When Isaac “Joe” Crawford of Union County arrived in Raleigh for the 2018 SONC Summer Games, he had every intention of just bowling his best, making new friends and hopefully earning a medal. In his third year competing in Special Olympics, Crawford was getting better at every competition. Yet as his techniques and skills improved, something still wasn’t quite right.
Suffering from headaches and often squinting to see better, it was clear Crawford needed to get his eyes checked. When attending class at South Piedmont Community College, he often couldn’t tell the difference between a seven and a one on the board. It wasn’t long before Crawford’s sister, Fredria Smith, took him to the eye doctor.
“They told me he had astigmatism,” said Smith. “But they said it wasn’t anything major and that they wouldn’t be giving Joe glasses.”
A few weeks later, Smith, who is Crawford’s Unified partner for bowling, encouraged her brother to go to the Healthy Athletes screenings being offered during Summer Games. Together, they visited Special Smiles and Healthy Hearing. Expecting to be told the same information, they slowly and unenthusiastically made their way to Opening Eyes, which provides free vision screening and assistance to athletes.
While having his vision examined, the Opening Eyes volunteer turned to Smith and said that Crawford had astigmatism.
“I told him that we already knew he had astigmatism and that we were hoping to visit another doctor soon to get him glasses,” explained Smith.
That’s when the volunteer said the words that just about knocked Crawford and Smith off their feet.
“Ma’am, we can make Isaac a pair of glasses right here, right now and for free!”
Crawford could hardly believe it. Were they really about to give him glasses? Would he finally be able to stop squinting to see the words on the board during class?
They put the auto-refractor over his eyes to get a correct prescription and they made his glasses right there, all while Dr. Jason Minton, Opening Eyes Clinical Director, walked Smith through instructions for proper eye and glasses care.

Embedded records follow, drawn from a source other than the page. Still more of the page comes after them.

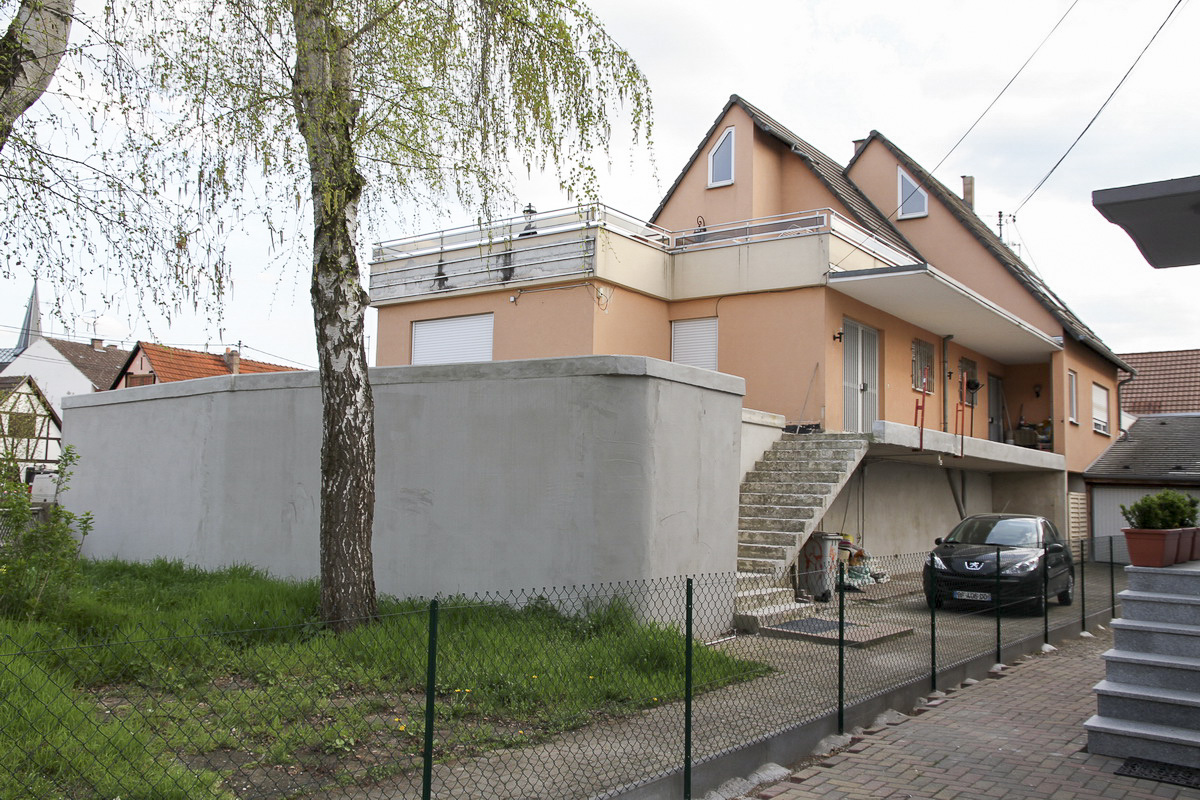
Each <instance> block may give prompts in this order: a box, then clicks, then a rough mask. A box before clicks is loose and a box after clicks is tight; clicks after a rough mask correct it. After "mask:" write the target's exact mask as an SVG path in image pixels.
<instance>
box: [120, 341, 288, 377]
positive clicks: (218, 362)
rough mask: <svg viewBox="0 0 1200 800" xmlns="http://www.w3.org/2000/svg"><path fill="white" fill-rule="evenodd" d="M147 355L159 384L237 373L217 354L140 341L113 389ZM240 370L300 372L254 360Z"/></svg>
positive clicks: (276, 363) (244, 370)
mask: <svg viewBox="0 0 1200 800" xmlns="http://www.w3.org/2000/svg"><path fill="white" fill-rule="evenodd" d="M139 351H140V353H144V354H145V356H146V359H149V360H150V368H151V369H152V371H154V374H155V377H156V379H157V381H158V383H161V384H166V383H172V381H175V380H192V379H193V378H212V377H215V375H232V374H233V371H230V369H229V365H228V363H226V360H224V356H222V355H221V354H217V353H202V351H199V350H185V349H182V348H173V347H167V345H164V344H154V343H150V342H138V344H137V347H134V348H133V351H132V353H130V354H128V357H127V359H126V360H125V362H124V363H122V365H121V368H120V369H119V371H118V373H116V375H115V377H114V378H113V380H112V381H110V383H109V387H115V386H116V381H119V380H120V379H121V375H124V374H125V373H126V371H128V368H130V365H131V363H133V360H134V359H136V357H137V355H138V353H139ZM238 371H239V373H240V374H244V375H246V374H256V373H263V372H299V371H298V369H296V368H295V367H284V366H281V365H277V363H268V362H265V361H253V360H251V359H240V360H239V367H238Z"/></svg>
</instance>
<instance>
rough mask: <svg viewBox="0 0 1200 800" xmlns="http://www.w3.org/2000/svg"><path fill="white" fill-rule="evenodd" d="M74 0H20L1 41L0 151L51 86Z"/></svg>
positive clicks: (56, 69)
mask: <svg viewBox="0 0 1200 800" xmlns="http://www.w3.org/2000/svg"><path fill="white" fill-rule="evenodd" d="M73 14H74V0H22V4H20V7H19V8H18V10H17V16H16V17H13V20H12V24H10V25H8V30H7V32H5V35H4V37H2V38H0V150H4V146H5V144H7V142H8V137H10V134H12V127H13V125H16V124H17V120H18V119H19V118H20V115H22V114H24V113H25V112H26V110H28V109H29V107H30V106H32V104H34V103H36V102H37V100H38V98H40V97H41V96H42V92H44V91H46V88H47V86H49V85H50V79H52V78H54V71H55V70H58V68H59V60H60V59H61V58H62V52H64V50H65V49H66V47H67V38H68V37H70V35H71V17H72V16H73Z"/></svg>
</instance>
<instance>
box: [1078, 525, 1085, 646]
mask: <svg viewBox="0 0 1200 800" xmlns="http://www.w3.org/2000/svg"><path fill="white" fill-rule="evenodd" d="M1076 572H1079V631H1080V632H1084V631H1086V630H1087V578H1086V577H1085V576H1086V575H1087V540H1086V539H1080V540H1079V570H1076Z"/></svg>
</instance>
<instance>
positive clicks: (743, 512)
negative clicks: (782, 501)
mask: <svg viewBox="0 0 1200 800" xmlns="http://www.w3.org/2000/svg"><path fill="white" fill-rule="evenodd" d="M738 515H739V516H740V517H742V518H743V519H754V518H755V517H761V518H763V519H811V518H812V517H814V516H816V511H814V509H812V506H810V505H803V506H787V505H748V504H745V503H743V504H742V507H740V509H739V510H738Z"/></svg>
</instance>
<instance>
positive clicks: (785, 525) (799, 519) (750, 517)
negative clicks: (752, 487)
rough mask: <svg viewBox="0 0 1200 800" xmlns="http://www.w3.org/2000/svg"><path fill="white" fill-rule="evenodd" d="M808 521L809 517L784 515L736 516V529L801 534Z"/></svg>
mask: <svg viewBox="0 0 1200 800" xmlns="http://www.w3.org/2000/svg"><path fill="white" fill-rule="evenodd" d="M810 516H811V515H810ZM808 523H809V519H788V518H786V517H738V530H786V531H791V533H793V534H803V533H804V530H805V528H806V527H808Z"/></svg>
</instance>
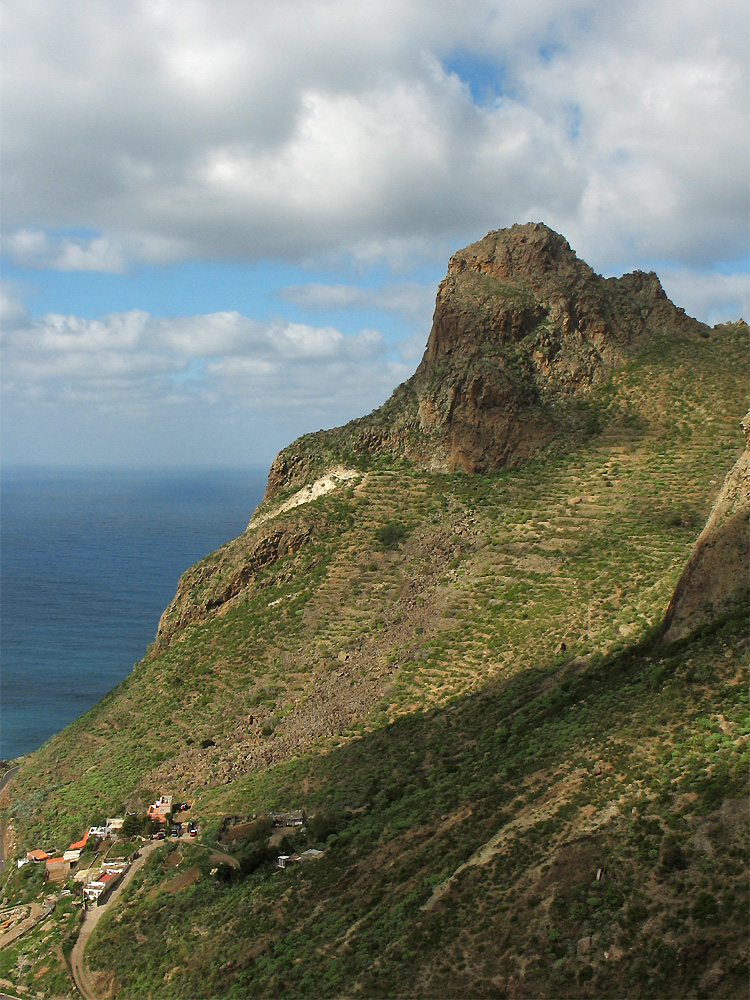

Once the glasses were ready, Crawford placed them on the bridge of his nose tucking the arms behind his ears making sure they fit. He nervously opened his eyes and took in the sights in front of him.
“Sister, I can see! I can see,” Crawford exclaimed to Smith.
Though he mostly needs his glasses for reading, from that moment on Crawford found that he enjoys wearing his glasses on a more regular basis. Seeing so clearly for the first time took some adjusting for Crawford, but seeing the outlines of shapes that weren’t there before has been exciting for him.
“During bowling practice one day, I told him to try it with his glasses on. The next thing I know he bowls a strike,” said Smith. “I asked him if the glasses made a difference and he said, ‘Yes! I saw the pins!’”
Special Olympics’ research has shown that people with intellectual disabilities are consistently left out of health systems that are ill-equipped to diagnose and treat them. With programs like Healthy Athletes, Special Olympics athletes like Crawford can perform to their best on and off the field of play.
Now, Crawford plans to attend regular check-ups with Dr. Minton in Charlotte! He has even improved in class, telling the difference between the numbers seven and one, as well as many letters.
When Crawford looks back on that weekend, he can’t help but smile. He and his Unified partner walked away from the competition with a bronze medal. Even more than that, Crawford walked away with a new outlook on life.